Taiwan Semiconductor Manufacturing Co Ltd Chairman Chang attends an investors' conference in Taipei

AppleInsider:

While concrete evidence of Apple’s supposed fingerprint reader has yet to surface, many market watchers, including the well-connected KGI Securities analyst Ming-Chi Kuo, believe the component is likely to make its way into the so-called “iPhone 5S.”

In a report obtained by AppleInsider, Kuo notes that Apple is expected to rely mainly on a Taiwan-based supply chain to build the rumored fingerprint sensor.

Apple acquired security firm AuthenTec in 2012, and ever since, analysts have speculated how the company’s technology could fit in with Apple’s iOS devices. Most believe that Apple will put AuthenTec’s fingerprint biometrics into a future iPhone, most likely under the device’s home button.

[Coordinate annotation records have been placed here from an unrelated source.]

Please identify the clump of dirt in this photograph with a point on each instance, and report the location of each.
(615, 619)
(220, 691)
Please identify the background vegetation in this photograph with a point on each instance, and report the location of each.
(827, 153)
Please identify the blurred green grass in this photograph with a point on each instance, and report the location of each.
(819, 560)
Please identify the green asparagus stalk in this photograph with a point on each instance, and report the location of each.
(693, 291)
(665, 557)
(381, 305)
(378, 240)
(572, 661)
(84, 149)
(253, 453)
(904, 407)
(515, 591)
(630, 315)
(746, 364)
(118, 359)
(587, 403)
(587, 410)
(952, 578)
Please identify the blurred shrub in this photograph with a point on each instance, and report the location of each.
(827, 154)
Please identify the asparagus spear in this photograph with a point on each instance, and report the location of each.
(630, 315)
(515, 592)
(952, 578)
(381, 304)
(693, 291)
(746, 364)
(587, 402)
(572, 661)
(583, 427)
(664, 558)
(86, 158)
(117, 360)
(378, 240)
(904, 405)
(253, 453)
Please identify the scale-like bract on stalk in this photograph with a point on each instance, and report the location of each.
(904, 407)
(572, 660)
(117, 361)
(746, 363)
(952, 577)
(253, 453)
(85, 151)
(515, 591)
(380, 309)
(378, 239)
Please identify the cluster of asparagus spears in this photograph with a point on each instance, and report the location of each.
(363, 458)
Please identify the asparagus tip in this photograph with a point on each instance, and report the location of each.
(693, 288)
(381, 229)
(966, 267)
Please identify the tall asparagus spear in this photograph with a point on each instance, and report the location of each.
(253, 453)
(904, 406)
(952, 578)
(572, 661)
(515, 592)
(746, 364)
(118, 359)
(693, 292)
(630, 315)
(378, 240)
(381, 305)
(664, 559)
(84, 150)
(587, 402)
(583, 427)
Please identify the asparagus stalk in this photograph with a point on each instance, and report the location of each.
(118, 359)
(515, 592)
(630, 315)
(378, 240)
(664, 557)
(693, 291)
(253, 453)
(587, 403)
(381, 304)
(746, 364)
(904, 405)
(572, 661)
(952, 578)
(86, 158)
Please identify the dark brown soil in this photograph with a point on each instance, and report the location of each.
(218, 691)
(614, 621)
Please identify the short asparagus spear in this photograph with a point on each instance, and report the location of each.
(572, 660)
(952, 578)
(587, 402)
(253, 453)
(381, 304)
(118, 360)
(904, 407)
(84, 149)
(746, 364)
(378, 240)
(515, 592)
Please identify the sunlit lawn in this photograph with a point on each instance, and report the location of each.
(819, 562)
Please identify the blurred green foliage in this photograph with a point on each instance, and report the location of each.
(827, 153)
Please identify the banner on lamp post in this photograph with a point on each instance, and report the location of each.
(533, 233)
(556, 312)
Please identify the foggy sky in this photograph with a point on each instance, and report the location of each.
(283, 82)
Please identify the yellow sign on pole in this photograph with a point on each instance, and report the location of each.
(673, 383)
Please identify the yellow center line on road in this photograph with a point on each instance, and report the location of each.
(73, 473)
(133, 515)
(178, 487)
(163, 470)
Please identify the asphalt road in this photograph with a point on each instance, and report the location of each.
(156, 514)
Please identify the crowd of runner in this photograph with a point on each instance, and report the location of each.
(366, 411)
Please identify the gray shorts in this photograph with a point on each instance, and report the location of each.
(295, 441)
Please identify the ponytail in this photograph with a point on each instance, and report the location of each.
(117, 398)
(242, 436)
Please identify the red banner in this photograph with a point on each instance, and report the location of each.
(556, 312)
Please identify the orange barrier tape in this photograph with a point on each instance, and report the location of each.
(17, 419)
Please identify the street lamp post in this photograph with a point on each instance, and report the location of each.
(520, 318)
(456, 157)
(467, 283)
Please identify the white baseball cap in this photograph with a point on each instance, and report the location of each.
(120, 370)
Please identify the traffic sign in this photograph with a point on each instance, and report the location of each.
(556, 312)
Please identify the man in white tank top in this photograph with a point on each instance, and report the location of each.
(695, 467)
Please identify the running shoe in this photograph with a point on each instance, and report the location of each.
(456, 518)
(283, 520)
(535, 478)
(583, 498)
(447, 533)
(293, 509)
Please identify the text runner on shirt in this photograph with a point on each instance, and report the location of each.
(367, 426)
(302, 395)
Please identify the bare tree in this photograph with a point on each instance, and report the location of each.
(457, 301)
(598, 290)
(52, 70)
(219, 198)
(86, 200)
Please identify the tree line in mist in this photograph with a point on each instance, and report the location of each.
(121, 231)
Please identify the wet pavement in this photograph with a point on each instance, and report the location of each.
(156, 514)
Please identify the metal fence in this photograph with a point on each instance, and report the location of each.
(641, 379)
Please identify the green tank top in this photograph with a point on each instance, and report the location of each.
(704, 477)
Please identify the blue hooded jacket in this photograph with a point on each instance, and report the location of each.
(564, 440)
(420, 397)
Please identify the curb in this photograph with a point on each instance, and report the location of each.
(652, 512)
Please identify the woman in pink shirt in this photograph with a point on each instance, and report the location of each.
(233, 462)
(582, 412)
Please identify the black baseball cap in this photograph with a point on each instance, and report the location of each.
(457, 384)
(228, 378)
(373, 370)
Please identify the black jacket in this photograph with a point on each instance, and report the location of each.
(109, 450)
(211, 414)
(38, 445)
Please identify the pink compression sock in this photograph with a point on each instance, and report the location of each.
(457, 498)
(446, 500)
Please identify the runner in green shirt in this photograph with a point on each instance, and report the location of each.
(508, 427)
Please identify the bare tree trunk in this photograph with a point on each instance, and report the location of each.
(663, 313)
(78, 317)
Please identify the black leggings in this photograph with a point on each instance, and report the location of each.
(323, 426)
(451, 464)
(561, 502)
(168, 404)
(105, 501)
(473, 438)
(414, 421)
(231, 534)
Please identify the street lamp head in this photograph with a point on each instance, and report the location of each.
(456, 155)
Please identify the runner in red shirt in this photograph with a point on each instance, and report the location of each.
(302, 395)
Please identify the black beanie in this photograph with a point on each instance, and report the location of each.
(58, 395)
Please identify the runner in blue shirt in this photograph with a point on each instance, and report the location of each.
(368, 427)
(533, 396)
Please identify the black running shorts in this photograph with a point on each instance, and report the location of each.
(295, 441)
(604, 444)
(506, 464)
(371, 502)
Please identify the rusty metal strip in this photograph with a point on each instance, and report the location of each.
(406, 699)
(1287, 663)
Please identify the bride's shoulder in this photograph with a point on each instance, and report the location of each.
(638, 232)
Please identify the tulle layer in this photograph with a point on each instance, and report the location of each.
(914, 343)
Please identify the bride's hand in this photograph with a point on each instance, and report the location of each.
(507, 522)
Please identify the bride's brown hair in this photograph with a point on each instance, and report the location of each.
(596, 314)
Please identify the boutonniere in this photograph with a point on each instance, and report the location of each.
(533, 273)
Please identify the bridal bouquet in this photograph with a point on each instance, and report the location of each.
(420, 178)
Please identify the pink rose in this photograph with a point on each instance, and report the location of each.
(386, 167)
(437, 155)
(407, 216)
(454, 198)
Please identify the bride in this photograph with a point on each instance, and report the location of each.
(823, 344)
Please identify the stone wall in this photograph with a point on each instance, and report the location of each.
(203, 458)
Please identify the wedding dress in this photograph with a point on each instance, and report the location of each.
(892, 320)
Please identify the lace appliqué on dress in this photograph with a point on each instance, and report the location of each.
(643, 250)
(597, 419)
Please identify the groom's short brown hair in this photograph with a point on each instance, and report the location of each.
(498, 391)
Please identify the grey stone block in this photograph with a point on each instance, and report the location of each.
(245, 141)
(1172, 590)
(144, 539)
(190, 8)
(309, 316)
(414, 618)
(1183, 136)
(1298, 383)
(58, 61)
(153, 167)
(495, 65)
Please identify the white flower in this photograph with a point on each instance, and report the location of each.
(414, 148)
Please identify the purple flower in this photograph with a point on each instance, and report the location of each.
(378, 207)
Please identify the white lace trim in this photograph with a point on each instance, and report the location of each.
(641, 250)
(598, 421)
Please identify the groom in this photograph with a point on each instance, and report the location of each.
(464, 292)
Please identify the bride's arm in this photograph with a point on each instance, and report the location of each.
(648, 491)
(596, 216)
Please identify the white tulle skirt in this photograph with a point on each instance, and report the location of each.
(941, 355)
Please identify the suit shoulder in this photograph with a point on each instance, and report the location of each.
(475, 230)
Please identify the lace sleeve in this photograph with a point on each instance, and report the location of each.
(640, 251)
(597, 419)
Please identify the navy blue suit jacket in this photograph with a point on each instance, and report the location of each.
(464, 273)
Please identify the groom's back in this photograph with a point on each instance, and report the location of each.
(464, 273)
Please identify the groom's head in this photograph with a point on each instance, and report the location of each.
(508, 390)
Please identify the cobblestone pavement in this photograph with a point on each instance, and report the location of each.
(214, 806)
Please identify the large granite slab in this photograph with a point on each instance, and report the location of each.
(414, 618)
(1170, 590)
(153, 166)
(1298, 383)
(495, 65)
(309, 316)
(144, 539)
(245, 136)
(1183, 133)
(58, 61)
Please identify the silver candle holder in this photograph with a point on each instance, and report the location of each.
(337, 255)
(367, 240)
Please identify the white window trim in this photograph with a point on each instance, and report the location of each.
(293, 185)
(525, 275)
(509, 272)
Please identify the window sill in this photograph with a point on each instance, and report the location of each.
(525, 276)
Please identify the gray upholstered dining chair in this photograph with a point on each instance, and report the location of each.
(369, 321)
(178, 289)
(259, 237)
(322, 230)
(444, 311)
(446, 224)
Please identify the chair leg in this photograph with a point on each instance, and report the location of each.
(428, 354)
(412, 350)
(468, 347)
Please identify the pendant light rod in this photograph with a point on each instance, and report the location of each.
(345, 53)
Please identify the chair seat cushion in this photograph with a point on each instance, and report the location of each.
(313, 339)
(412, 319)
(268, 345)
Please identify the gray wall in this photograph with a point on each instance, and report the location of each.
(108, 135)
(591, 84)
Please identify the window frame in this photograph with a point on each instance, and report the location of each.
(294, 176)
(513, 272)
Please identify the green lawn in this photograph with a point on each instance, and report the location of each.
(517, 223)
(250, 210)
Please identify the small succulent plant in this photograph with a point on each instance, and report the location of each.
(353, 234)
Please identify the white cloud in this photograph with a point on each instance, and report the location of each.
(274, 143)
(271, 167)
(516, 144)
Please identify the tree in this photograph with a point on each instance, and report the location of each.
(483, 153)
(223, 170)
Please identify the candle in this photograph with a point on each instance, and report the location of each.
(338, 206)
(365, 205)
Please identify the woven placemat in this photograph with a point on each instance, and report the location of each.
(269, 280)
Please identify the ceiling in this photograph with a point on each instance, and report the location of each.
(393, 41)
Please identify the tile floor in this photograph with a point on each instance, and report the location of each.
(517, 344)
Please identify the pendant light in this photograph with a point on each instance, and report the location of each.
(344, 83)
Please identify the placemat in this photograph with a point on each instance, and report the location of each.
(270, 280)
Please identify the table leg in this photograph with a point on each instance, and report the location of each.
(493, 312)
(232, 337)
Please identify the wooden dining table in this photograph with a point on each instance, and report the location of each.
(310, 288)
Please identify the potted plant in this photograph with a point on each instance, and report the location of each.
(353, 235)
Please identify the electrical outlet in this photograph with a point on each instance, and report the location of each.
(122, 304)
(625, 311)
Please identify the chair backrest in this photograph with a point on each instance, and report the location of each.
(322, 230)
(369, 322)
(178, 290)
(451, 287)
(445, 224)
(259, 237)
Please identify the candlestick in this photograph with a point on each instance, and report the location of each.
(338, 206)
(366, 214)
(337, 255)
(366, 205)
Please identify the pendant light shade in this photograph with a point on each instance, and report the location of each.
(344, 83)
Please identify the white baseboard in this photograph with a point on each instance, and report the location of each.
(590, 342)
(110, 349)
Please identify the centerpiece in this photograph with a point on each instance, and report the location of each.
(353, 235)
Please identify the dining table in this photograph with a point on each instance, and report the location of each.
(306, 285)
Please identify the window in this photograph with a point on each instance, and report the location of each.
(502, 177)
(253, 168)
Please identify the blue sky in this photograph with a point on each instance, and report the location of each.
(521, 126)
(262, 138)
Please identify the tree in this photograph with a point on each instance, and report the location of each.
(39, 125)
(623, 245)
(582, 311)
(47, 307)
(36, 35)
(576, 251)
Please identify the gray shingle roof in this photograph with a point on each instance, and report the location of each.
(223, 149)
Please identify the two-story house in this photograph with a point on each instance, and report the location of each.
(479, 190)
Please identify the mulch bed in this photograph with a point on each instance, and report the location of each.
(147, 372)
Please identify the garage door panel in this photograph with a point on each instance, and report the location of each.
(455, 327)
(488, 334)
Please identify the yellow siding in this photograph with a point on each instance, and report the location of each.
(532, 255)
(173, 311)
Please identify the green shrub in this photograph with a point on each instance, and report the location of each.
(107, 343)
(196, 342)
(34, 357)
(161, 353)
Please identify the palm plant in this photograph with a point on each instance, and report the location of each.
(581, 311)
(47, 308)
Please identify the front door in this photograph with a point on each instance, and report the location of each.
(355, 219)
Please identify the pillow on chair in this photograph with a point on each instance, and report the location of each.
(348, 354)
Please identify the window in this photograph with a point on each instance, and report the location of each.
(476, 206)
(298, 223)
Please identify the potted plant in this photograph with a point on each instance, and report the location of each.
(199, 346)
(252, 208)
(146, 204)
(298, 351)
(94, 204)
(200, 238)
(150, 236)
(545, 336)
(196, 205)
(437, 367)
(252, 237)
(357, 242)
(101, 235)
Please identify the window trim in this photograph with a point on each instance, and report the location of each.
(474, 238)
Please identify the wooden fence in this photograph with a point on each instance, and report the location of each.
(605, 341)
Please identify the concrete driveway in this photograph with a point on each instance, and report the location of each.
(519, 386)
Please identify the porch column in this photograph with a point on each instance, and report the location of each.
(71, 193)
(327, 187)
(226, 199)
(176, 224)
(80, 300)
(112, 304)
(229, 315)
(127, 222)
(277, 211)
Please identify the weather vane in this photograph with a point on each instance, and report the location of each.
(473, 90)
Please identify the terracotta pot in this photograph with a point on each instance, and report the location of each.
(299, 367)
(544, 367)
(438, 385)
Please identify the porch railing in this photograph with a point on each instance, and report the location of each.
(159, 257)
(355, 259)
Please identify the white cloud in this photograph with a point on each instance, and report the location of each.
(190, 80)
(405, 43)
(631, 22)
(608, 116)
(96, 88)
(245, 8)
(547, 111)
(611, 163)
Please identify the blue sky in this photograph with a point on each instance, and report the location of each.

Kuo is one of the analysts that believe Apple will incorporate the fingerprint technology into its next handset, and he says the company is likely to use a Taiwanese supply chain in an attempt to distance itself farther from current component supplier and rival Samsung.

The analyst points out that Taiwan Semiconductor Manufacturing Co. (TSMC) would be a good foundry choice for Apple, as the firm previously made silicon for AuthenTec. TSMC has long been rumored as the producer of Apple’s next-generation A-series SoC.

Kuo also pegs another Tiawanese firm, Xintec as a candidate for handling wafer-level packaging. TSMC is Xintec’s largest shareholder.

Kuo believes Taiwanese-based semiconductor maker and assembly specialist ASE is a good pick to finish sensor builds. He does say that some of that business may wind up with Japanese-based Sharp.